11/18, 12 pm ~ 1 pm - Anna

    • Title: Computations of the involutive concordance invariants of (1,1)-knots

    • Abstract: Heegaard Floer knot homology is an invariant of knots introduced by P. Ozsvath and Z. Szabo in the early 2000's which associates to a knot K a chain complex called CFK^\infty(K), and improves on classical invariants of the knot. Involutive Heegaard Floer homology is a variant theory introduced in 2015 by K. Hendricks and C. Manolescu, which additionally considers a chain map on CFK^\infty(K) called \iota_K, and extracts from this data two new numerical invariants of knot concordance. These new invariants are interesting, because, unlike other concordance invariants from Heegaard Floer homology, they do not necessarily vanish on knots of finite order in the group of concordance classes of knots. The map \iota_K is in general difficult to compute, and computations have been carried out for relatively few knots. We discuss computations of iota_K for 10 and 11-crossing knots satisfying a certain simplicity condition, called the (1,1)-knots. Our methods are principally focused in homological algebra.

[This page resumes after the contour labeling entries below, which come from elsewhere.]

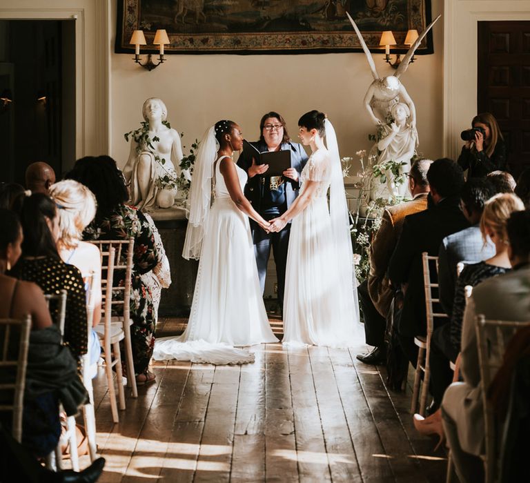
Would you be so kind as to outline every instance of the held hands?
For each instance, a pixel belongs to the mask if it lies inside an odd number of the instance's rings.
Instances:
[[[294,168],[288,168],[282,173],[286,178],[298,181],[298,172]]]
[[[248,177],[253,178],[256,175],[262,175],[268,169],[268,164],[256,164],[256,159],[252,158],[252,166],[248,168]]]
[[[281,217],[279,218],[275,218],[274,219],[271,220],[271,226],[268,227],[268,230],[267,231],[268,233],[281,231],[284,229],[286,224],[286,219],[284,219]]]

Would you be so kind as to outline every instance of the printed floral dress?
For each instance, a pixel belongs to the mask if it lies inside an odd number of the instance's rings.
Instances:
[[[155,314],[153,296],[141,280],[141,275],[153,270],[158,263],[158,253],[149,223],[137,208],[120,205],[110,215],[95,219],[84,233],[86,240],[112,240],[135,239],[131,280],[130,317],[132,325],[130,336],[132,342],[132,357],[136,374],[147,371],[155,345]],[[120,263],[126,263],[126,253],[122,254]],[[115,284],[125,283],[125,270],[117,270]],[[118,282],[117,284],[116,282]],[[122,358],[125,351],[121,351]],[[123,361],[125,364],[125,361]]]

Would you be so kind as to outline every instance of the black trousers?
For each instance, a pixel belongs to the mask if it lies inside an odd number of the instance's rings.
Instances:
[[[458,355],[451,343],[450,328],[451,324],[448,322],[435,328],[431,339],[429,391],[438,406],[442,404],[444,393],[453,381],[449,361],[454,362]]]
[[[262,215],[262,216],[268,221],[279,215]],[[252,230],[252,239],[254,243],[254,255],[256,257],[257,275],[259,277],[262,293],[265,290],[267,264],[268,263],[268,257],[271,256],[271,248],[272,248],[278,282],[278,302],[283,311],[284,294],[285,293],[285,270],[287,265],[287,249],[289,246],[291,224],[288,223],[283,230],[275,233],[267,233],[255,221],[251,223],[251,228]]]
[[[386,321],[373,305],[368,293],[368,282],[364,280],[357,288],[359,304],[364,320],[364,335],[369,346],[382,347],[384,343],[384,331]]]

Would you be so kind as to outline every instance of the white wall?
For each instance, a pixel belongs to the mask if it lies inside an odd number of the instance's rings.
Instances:
[[[261,116],[271,110],[285,117],[293,136],[300,116],[319,109],[335,126],[342,155],[369,148],[368,134],[374,129],[362,99],[372,77],[364,54],[167,55],[165,63],[148,72],[132,54],[113,52],[116,2],[110,1],[110,155],[119,166],[128,155],[123,135],[139,126],[141,105],[150,97],[164,101],[172,127],[184,132],[188,147],[225,118],[256,139]],[[433,18],[442,10],[443,0],[432,0]],[[442,155],[443,21],[434,27],[434,55],[417,57],[401,77],[416,105],[419,150],[431,158]],[[390,75],[394,71],[383,57],[374,55],[377,70]]]

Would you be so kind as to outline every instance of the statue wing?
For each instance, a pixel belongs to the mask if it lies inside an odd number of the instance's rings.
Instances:
[[[438,21],[440,17],[442,17],[442,15],[438,15],[434,20],[433,20],[432,22],[431,22],[431,23],[429,24],[427,28],[422,32],[421,35],[420,35],[420,37],[416,39],[416,41],[412,44],[411,48],[409,49],[409,52],[406,52],[406,55],[405,55],[405,57],[403,58],[403,60],[400,63],[400,65],[398,66],[398,69],[395,71],[395,74],[394,74],[394,75],[398,77],[398,79],[400,78],[400,76],[402,74],[405,73],[405,70],[406,70],[407,68],[409,67],[409,63],[411,61],[411,59],[412,59],[412,56],[414,55],[414,52],[416,51],[416,49],[421,43],[423,38],[427,34],[427,32],[432,28],[433,26]]]
[[[364,39],[362,38],[362,35],[361,34],[361,31],[359,30],[357,25],[353,21],[353,19],[352,19],[350,17],[350,14],[346,12],[346,14],[348,15],[348,18],[350,19],[350,21],[351,22],[351,25],[353,26],[353,28],[355,29],[355,32],[357,33],[357,37],[359,38],[359,41],[361,43],[361,46],[362,47],[362,50],[364,50],[364,53],[366,55],[366,60],[368,60],[368,65],[370,66],[370,70],[372,71],[372,75],[373,76],[374,79],[377,80],[377,79],[379,79],[379,74],[377,74],[377,70],[375,68],[375,63],[373,61],[373,58],[372,57],[372,55],[370,52],[370,50],[369,50],[368,47],[366,46],[366,43],[364,41]]]

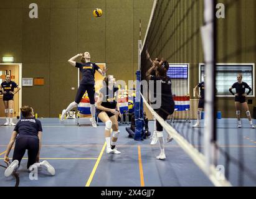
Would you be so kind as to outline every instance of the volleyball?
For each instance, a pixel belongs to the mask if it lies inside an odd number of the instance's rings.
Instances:
[[[132,109],[133,108],[134,104],[133,101],[131,100],[129,100],[128,101],[128,109],[129,110]]]
[[[102,10],[100,8],[95,8],[95,9],[93,11],[93,16],[95,17],[99,17],[102,16],[103,12]]]

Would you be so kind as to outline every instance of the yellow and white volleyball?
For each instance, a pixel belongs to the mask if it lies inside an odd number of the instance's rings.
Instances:
[[[93,10],[93,16],[95,17],[101,17],[102,16],[103,13],[103,12],[102,11],[102,10],[100,8],[95,8]]]
[[[128,100],[128,109],[129,110],[132,109],[133,108],[133,106],[134,106],[133,100]]]

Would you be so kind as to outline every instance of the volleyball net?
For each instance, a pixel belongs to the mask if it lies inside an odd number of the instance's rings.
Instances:
[[[256,183],[256,177],[243,162],[243,147],[238,148],[238,156],[234,155],[229,149],[230,138],[220,136],[218,132],[215,66],[219,34],[216,19],[216,4],[212,0],[154,1],[144,40],[142,45],[139,44],[141,76],[137,80],[147,81],[146,72],[155,58],[166,60],[169,63],[168,75],[171,78],[176,104],[174,116],[166,123],[154,111],[152,104],[154,87],[151,87],[149,82],[147,86],[141,83],[136,89],[143,90],[141,98],[152,116],[214,185],[232,186],[234,183],[241,186],[245,185],[241,176],[250,178],[253,183]],[[228,6],[234,6],[234,4]],[[204,74],[199,73],[201,63],[204,64]],[[202,75],[206,75],[206,80]],[[203,81],[206,87],[205,110],[201,115],[204,119],[201,121],[201,127],[193,128],[190,119],[196,118],[198,104],[193,88]],[[191,85],[192,83],[195,85]],[[136,101],[139,102],[138,95]],[[187,113],[184,113],[187,111],[189,118]],[[231,130],[227,127],[226,131]]]

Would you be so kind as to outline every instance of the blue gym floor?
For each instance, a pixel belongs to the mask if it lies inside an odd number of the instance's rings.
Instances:
[[[121,155],[107,154],[105,148],[102,123],[97,128],[76,125],[75,119],[62,123],[57,118],[40,119],[43,127],[40,159],[47,160],[55,169],[51,177],[45,170],[39,172],[37,180],[31,180],[26,170],[27,160],[23,159],[17,171],[20,187],[55,186],[213,186],[212,183],[184,152],[175,141],[166,144],[166,160],[156,159],[159,153],[158,144],[150,146],[151,139],[135,141],[128,137],[127,125],[120,126],[117,147]],[[0,119],[0,124],[4,123]],[[195,123],[173,125],[182,130],[183,136],[197,149],[202,150],[204,128],[194,129]],[[256,122],[254,121],[254,124]],[[236,128],[236,120],[218,121],[217,136],[220,149],[243,162],[244,169],[256,175],[256,130],[249,128],[248,121],[242,119],[243,127]],[[153,123],[149,122],[153,131]],[[0,126],[0,164],[14,127]],[[166,135],[164,134],[164,139]],[[103,150],[104,149],[104,150]],[[9,157],[12,157],[12,150]],[[25,157],[27,157],[26,154]],[[241,159],[241,157],[242,159]],[[219,154],[218,164],[227,166],[223,155]],[[240,172],[230,163],[226,174],[234,186],[256,186],[247,172]],[[240,172],[239,172],[240,171]],[[0,187],[13,187],[13,176],[5,178],[4,169],[0,167]],[[242,181],[241,181],[242,180]],[[241,184],[241,182],[242,184]]]

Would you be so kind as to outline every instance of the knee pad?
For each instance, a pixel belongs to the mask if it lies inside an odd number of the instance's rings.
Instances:
[[[112,127],[112,122],[110,120],[108,120],[105,123],[105,130],[110,131]]]
[[[120,133],[120,131],[119,130],[116,131],[113,131],[113,137],[118,138]]]
[[[247,116],[247,117],[250,116],[250,111],[247,111],[245,113],[246,113],[246,115]]]
[[[158,137],[163,137],[163,131],[156,131],[156,136]]]
[[[72,106],[73,106],[73,107],[77,107],[77,105],[78,104],[75,101],[73,101],[71,104],[72,104]]]

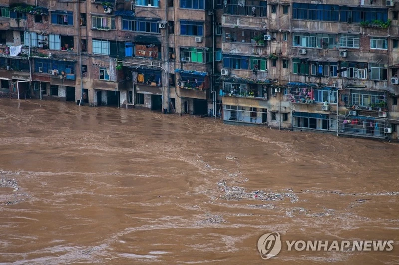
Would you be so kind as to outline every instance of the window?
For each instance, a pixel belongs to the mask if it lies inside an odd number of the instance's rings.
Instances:
[[[93,39],[93,53],[109,55],[109,41],[95,39]]]
[[[205,63],[205,52],[195,48],[180,49],[180,60],[192,63]]]
[[[372,37],[370,39],[370,48],[378,50],[387,50],[387,43],[388,42],[386,38],[377,38]]]
[[[142,105],[144,104],[144,94],[136,94],[136,103]]]
[[[99,79],[102,80],[109,80],[109,73],[106,68],[100,68],[100,78]]]
[[[51,85],[50,87],[50,95],[58,96],[58,86]]]
[[[215,34],[216,34],[216,36],[220,36],[221,35],[221,23],[216,23],[215,31]]]
[[[292,18],[324,21],[338,21],[339,7],[332,4],[293,3]]]
[[[168,33],[175,34],[175,21],[168,21]]]
[[[311,75],[317,76],[337,77],[338,73],[337,63],[326,62],[312,64],[311,65]]]
[[[73,13],[62,11],[51,12],[51,24],[73,26]]]
[[[122,18],[122,28],[124,30],[130,30],[139,32],[159,33],[158,20],[124,19]]]
[[[283,68],[288,68],[288,60],[283,60]]]
[[[339,35],[339,46],[341,48],[359,48],[359,35],[340,34]]]
[[[40,15],[36,15],[34,16],[34,22],[43,23],[43,16]]]
[[[87,73],[87,66],[85,65],[82,65],[82,74]]]
[[[294,58],[292,60],[292,73],[309,75],[309,62],[306,60]]]
[[[180,0],[180,8],[192,9],[205,9],[204,0]]]
[[[398,49],[398,40],[392,40],[392,48]]]
[[[180,35],[203,36],[203,23],[181,21]]]
[[[337,91],[335,90],[331,89],[315,89],[313,93],[315,102],[337,103]]]
[[[215,60],[217,61],[223,60],[223,53],[222,53],[221,49],[216,49]]]
[[[370,79],[377,80],[387,80],[387,69],[384,64],[370,63]]]
[[[92,17],[92,28],[115,29],[115,19],[104,16]]]
[[[336,35],[294,33],[292,44],[295,47],[333,49],[337,47]]]
[[[9,9],[7,7],[0,7],[0,9],[1,10],[1,13],[0,13],[0,16],[1,17],[9,17]]]
[[[288,113],[281,113],[283,115],[283,121],[288,120]]]
[[[86,13],[80,13],[80,25],[86,26]]]
[[[136,6],[159,7],[159,0],[136,0]]]
[[[251,59],[251,65],[250,66],[251,70],[258,70],[265,71],[267,69],[266,64],[266,59],[253,58]]]
[[[234,56],[223,55],[223,67],[234,69],[248,69],[249,58],[246,56]]]
[[[267,4],[266,1],[230,0],[227,5],[223,5],[223,13],[230,15],[251,16],[261,17],[267,16]]]
[[[289,8],[289,5],[283,5],[283,14],[288,14]]]

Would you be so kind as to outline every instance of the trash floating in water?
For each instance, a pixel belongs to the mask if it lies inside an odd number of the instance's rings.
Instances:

12/2, 12 pm ~ 1 pm - Haoyu

    • Title: Consensus on Dynamic Stochastic Block Models

    • Abstract: We introduce two models of consensus following a majority rule on time-evolving stochastic block models (SBM), in which the network evolution is Markovian or non-Markovian. Under the majority rule, in each round, each agent simultaneously updates his/her opinion according to the majority of his/her neighbors. Our network has a community structure and randomly evolves with time. In contrast to the classic setting, the dynamics is not purely deterministic, and reflects the structure of SBM by resampling the connections at each step, making agents with the same opinion more likely to connect than those with different opinions. In the Markovian model, connections between agents are resampled at each step according to the SBM law and each agent updates his/her opinion via the majority rule. In the non-Markovian model, a connection between two agents is resampled according to the SBM law only when some of the two changes opinion and is otherwise kept the same. We study the phase transition between the fast convergence to the consensus and a halt of the dynamics. Moreover, we establish thresholds of the initial lead for various convergence speeds. This is based on joint work with J. Wei and Z. Zhang.

12/9 - Linh

    • Title: Recent progresses in the unanimity problem in Majority Dynamics on random graphs

    • Abstract: Majority Dynamics is a process on a graph, where each vertex starts out with a Red or Blue color, then on each day changes its color to the majority color among its neighbors the previous day. If at some point one color covers every vertex, that color is said to win and such state is called unanimity. Research on unanimity has traditionally focused on the model where initial colors are independently chosen with 1/2 chance, and the graph is generated on them from the G(n, p) model. In this talk, we discuss how recent studies by many authors point out that, fixing the initial colors instead can help answer some of the questions in the traditional model, and pose new interesting conjectures.